DaSciM Data Science and Mining

The Data Science and Mining (DaSciM) team is part of the Computer Science Laboratory (LIX) of École Polytechnique. In the previous years we have conducted research in the areas of databases and data mining. More specifically in unsupervised learning, advanced data management and indexing, text mining and ranking algorithms.

More recently, we are working in large scale graph mining, text mining and retrieval for web advertising/marketing and recommendations. As well as on applications to bioinformatics via graph kernels for graph similarity. But also in Big Data analytics with time series databases handling for financial data, Multi-attribute time series for indexing/quering.

Moreover our group has a long experience in real-world industrial level software projects in the area of Large Scale Data/Text Mining. Currently we maintain collaborations with large industrial partners working on data science for Big Data projects including structured data, text and graphs.

Another relevant research topic is decision making methods, in particular: mathematical programming, combinatorial optimization, global optimization, graph theory. We are interested both in methodology and applications, with a special focus on applications in energy optimization and computational geometry.

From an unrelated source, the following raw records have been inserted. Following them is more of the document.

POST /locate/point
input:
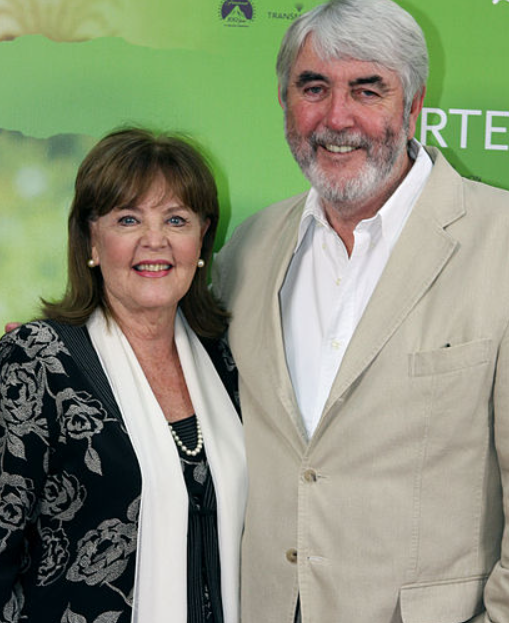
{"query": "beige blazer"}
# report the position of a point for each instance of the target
(393, 512)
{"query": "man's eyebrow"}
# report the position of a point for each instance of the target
(309, 76)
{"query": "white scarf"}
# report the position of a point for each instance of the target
(160, 593)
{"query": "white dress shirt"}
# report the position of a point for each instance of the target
(325, 292)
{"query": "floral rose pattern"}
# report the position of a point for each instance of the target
(55, 558)
(103, 553)
(58, 444)
(17, 500)
(62, 497)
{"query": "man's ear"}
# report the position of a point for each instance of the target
(415, 111)
(280, 98)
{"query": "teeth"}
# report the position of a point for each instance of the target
(153, 268)
(340, 149)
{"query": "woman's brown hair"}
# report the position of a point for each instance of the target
(117, 172)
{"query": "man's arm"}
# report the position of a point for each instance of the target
(496, 594)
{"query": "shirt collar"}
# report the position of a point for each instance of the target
(395, 211)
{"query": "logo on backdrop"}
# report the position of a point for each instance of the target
(237, 13)
(287, 15)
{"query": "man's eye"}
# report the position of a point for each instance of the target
(368, 94)
(127, 220)
(313, 90)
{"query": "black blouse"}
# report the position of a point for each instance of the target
(203, 562)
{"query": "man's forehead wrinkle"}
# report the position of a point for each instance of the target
(375, 79)
(309, 76)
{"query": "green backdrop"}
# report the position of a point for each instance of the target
(71, 70)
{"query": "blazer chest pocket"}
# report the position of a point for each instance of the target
(449, 358)
(442, 602)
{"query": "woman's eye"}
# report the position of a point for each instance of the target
(176, 220)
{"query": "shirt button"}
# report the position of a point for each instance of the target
(310, 475)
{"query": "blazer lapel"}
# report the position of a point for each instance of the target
(421, 253)
(273, 338)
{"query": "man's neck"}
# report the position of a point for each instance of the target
(344, 217)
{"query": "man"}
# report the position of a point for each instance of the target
(369, 327)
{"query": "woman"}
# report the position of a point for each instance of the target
(110, 509)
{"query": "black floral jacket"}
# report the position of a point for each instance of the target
(70, 483)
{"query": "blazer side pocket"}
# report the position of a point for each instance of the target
(442, 602)
(449, 358)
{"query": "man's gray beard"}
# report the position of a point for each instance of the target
(380, 159)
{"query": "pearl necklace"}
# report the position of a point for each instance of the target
(181, 444)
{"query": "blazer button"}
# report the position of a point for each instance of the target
(310, 475)
(291, 556)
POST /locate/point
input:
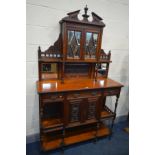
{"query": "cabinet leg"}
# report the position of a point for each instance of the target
(63, 143)
(97, 127)
(112, 124)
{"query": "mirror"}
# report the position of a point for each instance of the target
(74, 38)
(49, 71)
(91, 45)
(102, 69)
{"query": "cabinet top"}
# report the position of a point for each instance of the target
(48, 86)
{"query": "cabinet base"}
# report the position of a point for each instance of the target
(73, 137)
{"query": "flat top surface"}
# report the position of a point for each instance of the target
(46, 86)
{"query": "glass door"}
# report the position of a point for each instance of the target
(91, 42)
(73, 49)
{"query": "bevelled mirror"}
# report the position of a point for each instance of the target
(102, 68)
(73, 50)
(49, 71)
(91, 45)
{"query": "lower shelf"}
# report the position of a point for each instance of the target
(107, 113)
(73, 137)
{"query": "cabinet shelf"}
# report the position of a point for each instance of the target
(74, 137)
(107, 113)
(51, 123)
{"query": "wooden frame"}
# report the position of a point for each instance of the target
(80, 100)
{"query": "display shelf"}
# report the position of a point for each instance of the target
(75, 136)
(107, 113)
(51, 123)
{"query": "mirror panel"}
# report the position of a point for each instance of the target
(49, 71)
(91, 45)
(102, 68)
(74, 38)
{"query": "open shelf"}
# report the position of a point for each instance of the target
(51, 123)
(75, 136)
(107, 113)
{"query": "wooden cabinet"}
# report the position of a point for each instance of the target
(73, 84)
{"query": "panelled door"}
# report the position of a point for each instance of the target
(81, 110)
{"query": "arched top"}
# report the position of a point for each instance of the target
(73, 17)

GeomeriX Geometry powered numerics

GeomeriX is an Inria project-team whise overall scientific objective is to contribute both foundational and practical methods for data processing through a geometric perspective. We aim at producing modern computational tools for the furtherance of scientific exploration, allowing the analysis, processing, and simulation of a variety of data. The project-team’s focus on geometry offers a common language and tight intellectual cohesion, while promoting wide scientific applications due to the pervasiveness of topology and geometric aspects in topics from computer graphics, simulation, dynamical systems, and data science.

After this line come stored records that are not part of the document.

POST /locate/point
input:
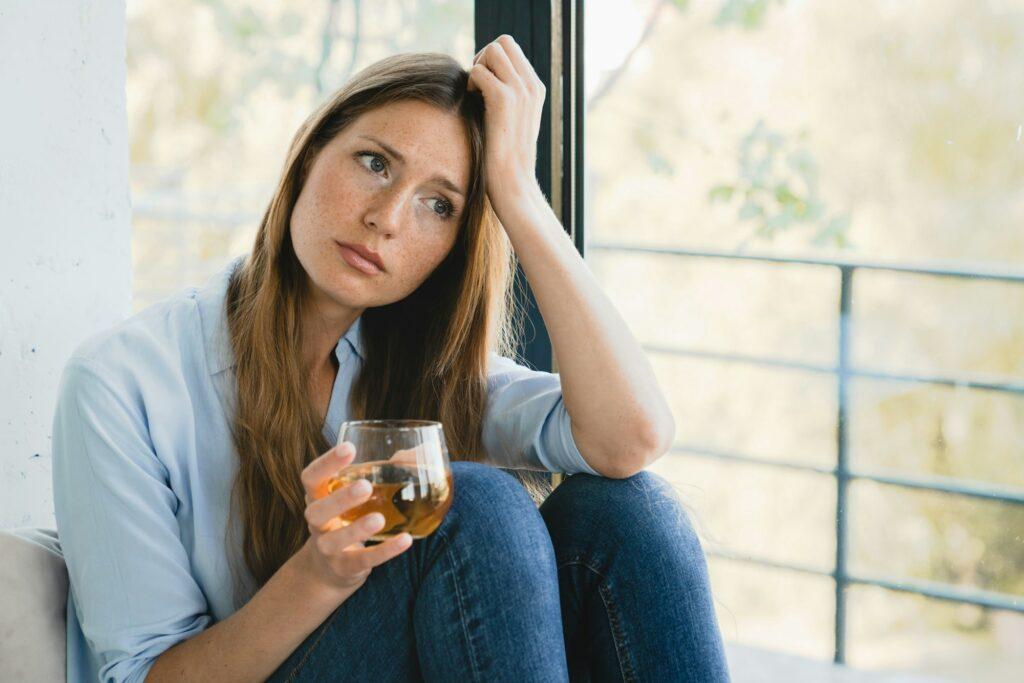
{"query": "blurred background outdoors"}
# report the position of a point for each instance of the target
(870, 131)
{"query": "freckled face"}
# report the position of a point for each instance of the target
(381, 184)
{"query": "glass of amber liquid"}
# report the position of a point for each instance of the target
(407, 461)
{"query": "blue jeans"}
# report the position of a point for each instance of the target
(606, 582)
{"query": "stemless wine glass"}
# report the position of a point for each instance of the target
(407, 462)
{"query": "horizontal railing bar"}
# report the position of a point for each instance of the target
(974, 596)
(741, 357)
(953, 485)
(685, 450)
(1004, 384)
(976, 272)
(943, 484)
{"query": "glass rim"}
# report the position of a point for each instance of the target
(394, 424)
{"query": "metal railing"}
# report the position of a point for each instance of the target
(843, 472)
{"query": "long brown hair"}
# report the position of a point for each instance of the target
(425, 355)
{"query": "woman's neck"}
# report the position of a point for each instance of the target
(324, 323)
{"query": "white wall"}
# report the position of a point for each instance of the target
(65, 219)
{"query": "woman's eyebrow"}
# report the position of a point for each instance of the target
(439, 179)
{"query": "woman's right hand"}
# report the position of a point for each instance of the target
(337, 555)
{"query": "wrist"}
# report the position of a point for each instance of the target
(519, 201)
(303, 570)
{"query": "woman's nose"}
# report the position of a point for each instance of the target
(386, 213)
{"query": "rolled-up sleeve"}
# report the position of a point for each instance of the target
(129, 572)
(525, 425)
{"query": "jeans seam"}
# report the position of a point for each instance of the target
(312, 646)
(461, 602)
(614, 621)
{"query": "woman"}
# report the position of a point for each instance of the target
(187, 470)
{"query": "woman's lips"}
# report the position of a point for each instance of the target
(357, 261)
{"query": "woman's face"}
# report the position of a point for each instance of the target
(393, 182)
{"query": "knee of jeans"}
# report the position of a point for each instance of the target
(491, 505)
(634, 513)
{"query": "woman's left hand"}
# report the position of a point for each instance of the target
(513, 100)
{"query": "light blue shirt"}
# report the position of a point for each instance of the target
(143, 464)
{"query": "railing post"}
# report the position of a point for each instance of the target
(842, 456)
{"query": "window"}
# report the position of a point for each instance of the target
(216, 89)
(809, 214)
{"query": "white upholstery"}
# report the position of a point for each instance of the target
(33, 601)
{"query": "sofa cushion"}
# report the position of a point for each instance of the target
(34, 596)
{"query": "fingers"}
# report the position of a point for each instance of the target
(506, 59)
(350, 557)
(317, 473)
(519, 61)
(322, 512)
(482, 79)
(494, 57)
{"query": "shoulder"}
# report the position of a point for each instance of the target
(163, 334)
(182, 335)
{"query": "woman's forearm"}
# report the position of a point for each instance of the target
(253, 642)
(621, 421)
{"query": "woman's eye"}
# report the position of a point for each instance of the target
(446, 210)
(377, 163)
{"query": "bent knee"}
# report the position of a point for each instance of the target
(639, 510)
(491, 503)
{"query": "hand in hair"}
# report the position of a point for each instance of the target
(336, 556)
(513, 100)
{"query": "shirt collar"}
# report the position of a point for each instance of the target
(213, 319)
(352, 338)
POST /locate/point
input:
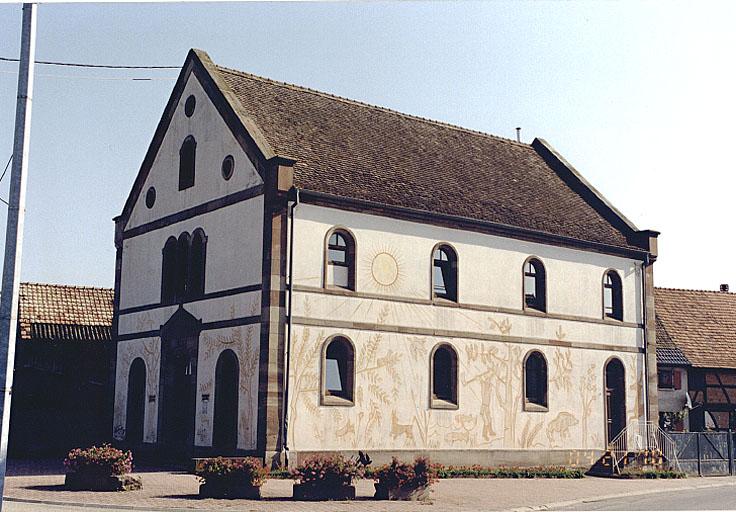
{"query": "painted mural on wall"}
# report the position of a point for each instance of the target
(243, 341)
(149, 350)
(392, 393)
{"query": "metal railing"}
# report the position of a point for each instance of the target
(638, 436)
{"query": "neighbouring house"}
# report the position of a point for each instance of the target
(61, 384)
(298, 272)
(696, 359)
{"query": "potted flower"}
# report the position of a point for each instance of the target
(326, 477)
(402, 481)
(222, 477)
(100, 468)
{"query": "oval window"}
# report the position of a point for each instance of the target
(150, 197)
(189, 105)
(228, 167)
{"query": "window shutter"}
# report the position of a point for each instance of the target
(676, 379)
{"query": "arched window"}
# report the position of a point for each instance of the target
(340, 257)
(443, 376)
(225, 422)
(535, 382)
(197, 265)
(169, 271)
(182, 267)
(187, 159)
(535, 294)
(338, 372)
(136, 403)
(612, 296)
(444, 273)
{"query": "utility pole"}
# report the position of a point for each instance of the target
(14, 229)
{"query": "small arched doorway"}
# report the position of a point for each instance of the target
(135, 410)
(225, 425)
(615, 399)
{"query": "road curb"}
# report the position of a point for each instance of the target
(579, 501)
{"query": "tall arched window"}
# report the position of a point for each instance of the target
(444, 272)
(535, 289)
(187, 159)
(169, 271)
(340, 258)
(535, 382)
(136, 403)
(182, 266)
(612, 296)
(197, 265)
(225, 421)
(443, 376)
(338, 363)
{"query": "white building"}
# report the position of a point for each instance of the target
(454, 293)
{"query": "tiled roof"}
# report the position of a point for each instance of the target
(667, 351)
(701, 324)
(351, 149)
(64, 313)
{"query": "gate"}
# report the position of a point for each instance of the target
(705, 453)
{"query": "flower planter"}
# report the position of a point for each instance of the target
(220, 489)
(321, 492)
(405, 493)
(89, 481)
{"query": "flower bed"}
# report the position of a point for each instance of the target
(100, 468)
(222, 477)
(403, 481)
(326, 477)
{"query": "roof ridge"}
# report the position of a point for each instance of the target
(718, 292)
(372, 106)
(69, 286)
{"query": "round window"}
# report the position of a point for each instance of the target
(151, 197)
(189, 105)
(228, 166)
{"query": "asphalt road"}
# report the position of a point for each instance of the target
(715, 498)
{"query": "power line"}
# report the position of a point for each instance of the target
(82, 77)
(80, 65)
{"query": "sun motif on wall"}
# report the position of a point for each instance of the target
(385, 268)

Max Modélisation algébrique

L’équipe Max se concentre sur l’efficacité et la robustesse des algorithmes de calcul symbolique et des outils pour l’algèbre, le calcul différentiel et la géométrie.

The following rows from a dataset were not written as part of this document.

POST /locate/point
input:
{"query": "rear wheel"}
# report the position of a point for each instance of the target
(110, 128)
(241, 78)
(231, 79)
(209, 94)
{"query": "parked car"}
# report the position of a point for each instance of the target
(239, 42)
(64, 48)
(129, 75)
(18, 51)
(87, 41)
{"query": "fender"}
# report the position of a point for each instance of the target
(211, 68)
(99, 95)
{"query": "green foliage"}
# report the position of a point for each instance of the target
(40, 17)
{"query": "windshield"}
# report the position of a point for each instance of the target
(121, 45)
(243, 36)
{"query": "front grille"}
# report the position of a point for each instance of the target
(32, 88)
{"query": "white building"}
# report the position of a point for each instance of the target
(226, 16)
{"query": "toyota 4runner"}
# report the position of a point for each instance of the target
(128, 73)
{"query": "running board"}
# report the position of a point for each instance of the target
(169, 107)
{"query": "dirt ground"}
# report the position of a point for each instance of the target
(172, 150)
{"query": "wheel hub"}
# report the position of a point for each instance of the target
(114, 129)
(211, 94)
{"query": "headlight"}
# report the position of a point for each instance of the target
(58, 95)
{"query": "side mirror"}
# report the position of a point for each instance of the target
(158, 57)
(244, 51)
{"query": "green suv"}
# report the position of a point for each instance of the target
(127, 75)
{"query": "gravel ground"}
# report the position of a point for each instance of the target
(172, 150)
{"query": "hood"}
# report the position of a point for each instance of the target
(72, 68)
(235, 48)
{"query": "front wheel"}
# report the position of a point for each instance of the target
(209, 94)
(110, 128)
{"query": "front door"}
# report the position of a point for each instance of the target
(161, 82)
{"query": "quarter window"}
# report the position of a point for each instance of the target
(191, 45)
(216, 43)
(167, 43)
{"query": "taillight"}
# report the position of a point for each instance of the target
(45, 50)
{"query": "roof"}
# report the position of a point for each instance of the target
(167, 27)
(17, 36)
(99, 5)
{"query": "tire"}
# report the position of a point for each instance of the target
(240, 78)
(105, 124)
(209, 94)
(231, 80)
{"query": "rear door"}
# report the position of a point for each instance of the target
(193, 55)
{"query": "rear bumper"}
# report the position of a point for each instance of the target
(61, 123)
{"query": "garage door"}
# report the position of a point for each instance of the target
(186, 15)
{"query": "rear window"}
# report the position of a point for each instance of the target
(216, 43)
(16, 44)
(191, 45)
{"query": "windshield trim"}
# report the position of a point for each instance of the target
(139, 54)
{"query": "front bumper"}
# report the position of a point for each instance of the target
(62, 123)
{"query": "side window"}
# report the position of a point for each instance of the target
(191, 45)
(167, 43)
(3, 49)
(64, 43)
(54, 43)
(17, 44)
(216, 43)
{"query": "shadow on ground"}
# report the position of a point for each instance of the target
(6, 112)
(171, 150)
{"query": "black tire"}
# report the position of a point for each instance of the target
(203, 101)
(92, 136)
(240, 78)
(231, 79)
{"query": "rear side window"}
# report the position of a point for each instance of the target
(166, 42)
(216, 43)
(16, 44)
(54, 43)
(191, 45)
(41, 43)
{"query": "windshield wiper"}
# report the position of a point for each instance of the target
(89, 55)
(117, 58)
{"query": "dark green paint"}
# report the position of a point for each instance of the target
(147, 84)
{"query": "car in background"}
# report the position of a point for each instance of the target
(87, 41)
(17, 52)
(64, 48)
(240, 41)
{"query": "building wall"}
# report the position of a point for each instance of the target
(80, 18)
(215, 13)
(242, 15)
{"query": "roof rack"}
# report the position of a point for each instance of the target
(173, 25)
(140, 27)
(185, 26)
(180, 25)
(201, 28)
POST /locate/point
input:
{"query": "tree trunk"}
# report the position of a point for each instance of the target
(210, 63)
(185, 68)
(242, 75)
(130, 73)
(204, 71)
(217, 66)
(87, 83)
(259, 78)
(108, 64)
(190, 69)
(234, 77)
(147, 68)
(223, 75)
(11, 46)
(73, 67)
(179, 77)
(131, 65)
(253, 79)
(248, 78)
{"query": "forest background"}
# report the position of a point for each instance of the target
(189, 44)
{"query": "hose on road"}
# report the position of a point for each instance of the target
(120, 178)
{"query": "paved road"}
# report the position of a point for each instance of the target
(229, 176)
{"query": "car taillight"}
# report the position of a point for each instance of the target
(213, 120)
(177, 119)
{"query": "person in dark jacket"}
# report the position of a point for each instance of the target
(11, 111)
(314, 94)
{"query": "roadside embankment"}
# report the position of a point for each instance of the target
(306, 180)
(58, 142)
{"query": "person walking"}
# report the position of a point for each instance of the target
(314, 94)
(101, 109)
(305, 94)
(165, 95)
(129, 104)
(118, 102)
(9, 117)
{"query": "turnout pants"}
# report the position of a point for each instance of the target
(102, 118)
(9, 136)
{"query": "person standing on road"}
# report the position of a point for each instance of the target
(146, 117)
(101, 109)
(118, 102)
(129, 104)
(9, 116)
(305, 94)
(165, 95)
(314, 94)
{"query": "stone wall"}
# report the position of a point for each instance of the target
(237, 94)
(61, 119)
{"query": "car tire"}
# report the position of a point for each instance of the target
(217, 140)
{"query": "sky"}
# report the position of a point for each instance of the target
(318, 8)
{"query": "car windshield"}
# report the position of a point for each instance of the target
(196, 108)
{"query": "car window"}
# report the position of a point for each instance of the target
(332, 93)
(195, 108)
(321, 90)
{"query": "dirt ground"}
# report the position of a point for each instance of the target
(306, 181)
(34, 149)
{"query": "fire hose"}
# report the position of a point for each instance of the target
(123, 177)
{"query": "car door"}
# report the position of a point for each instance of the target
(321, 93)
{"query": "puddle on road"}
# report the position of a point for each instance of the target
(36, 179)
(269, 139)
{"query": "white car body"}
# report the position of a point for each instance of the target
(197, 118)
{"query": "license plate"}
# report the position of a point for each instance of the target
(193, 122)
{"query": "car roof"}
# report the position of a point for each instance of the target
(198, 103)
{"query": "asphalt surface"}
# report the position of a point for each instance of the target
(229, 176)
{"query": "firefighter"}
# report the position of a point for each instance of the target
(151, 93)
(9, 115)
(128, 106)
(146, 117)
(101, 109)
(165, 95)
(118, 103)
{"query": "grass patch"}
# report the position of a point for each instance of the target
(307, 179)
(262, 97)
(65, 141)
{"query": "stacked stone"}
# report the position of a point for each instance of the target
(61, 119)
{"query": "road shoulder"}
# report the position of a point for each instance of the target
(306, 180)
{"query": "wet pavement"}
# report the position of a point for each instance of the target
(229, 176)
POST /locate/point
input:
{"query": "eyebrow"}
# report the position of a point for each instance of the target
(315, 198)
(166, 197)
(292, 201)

Networks Communications hautes performances

L’équipe Networks se concentre aussi bien sur les algorithmes et protocoles de routage que sur l’architecture de réseaux, très grands, très dynamiques ou contraints.

OptimiX Optimization

The OptimiX team’s researchers are interested in Operation Research, mathematical programming, formal language, linear and non-linear optimization, and more generally in mathematics for decision-making in different forms.

We develop mathematical models and methods to study/analyze/solve practical problems from different application areas to support organizations in their decision-making processes. The application areas are diverse: transport, energy, environment, telecommunications, engineering, finance, bioinformatics, natural language processing, data science, etc.

Partout Proof Automation and RepresenTation: a fOundation of compUtation and deducTion

The PARTOUT project is interested in the principles of deductive and computational formalisms. In the broadest sense, we are interested in the question of trustworthy and verifiable meta-theory.

VISTA Visual Worlds: Temporal Analysis, Animation and Authoring

VISTA is a Computer Graphics and Computer Vision group developing novel high level representations of visual and virtual contents for either fully automatic analysis and/or interactive real-time modification of 2D videos and 3D animated content. On the one hand, we aim at proposing fully automatic understanding of existing visual material - including multiple modalities vastly available in videos-, extract spatio-temporal information, descriptive narrations from them and infer semantic concepts. On the second hand, we wish to place efficient new visual representations for 2D and 3D virtual models at the center of the interactive process with humans. These representations should be seen as a responsive, animation ready medium on which information is automatically extracted and analysed, while humans can freely interact, add elements and refine them in space and time according to their wish.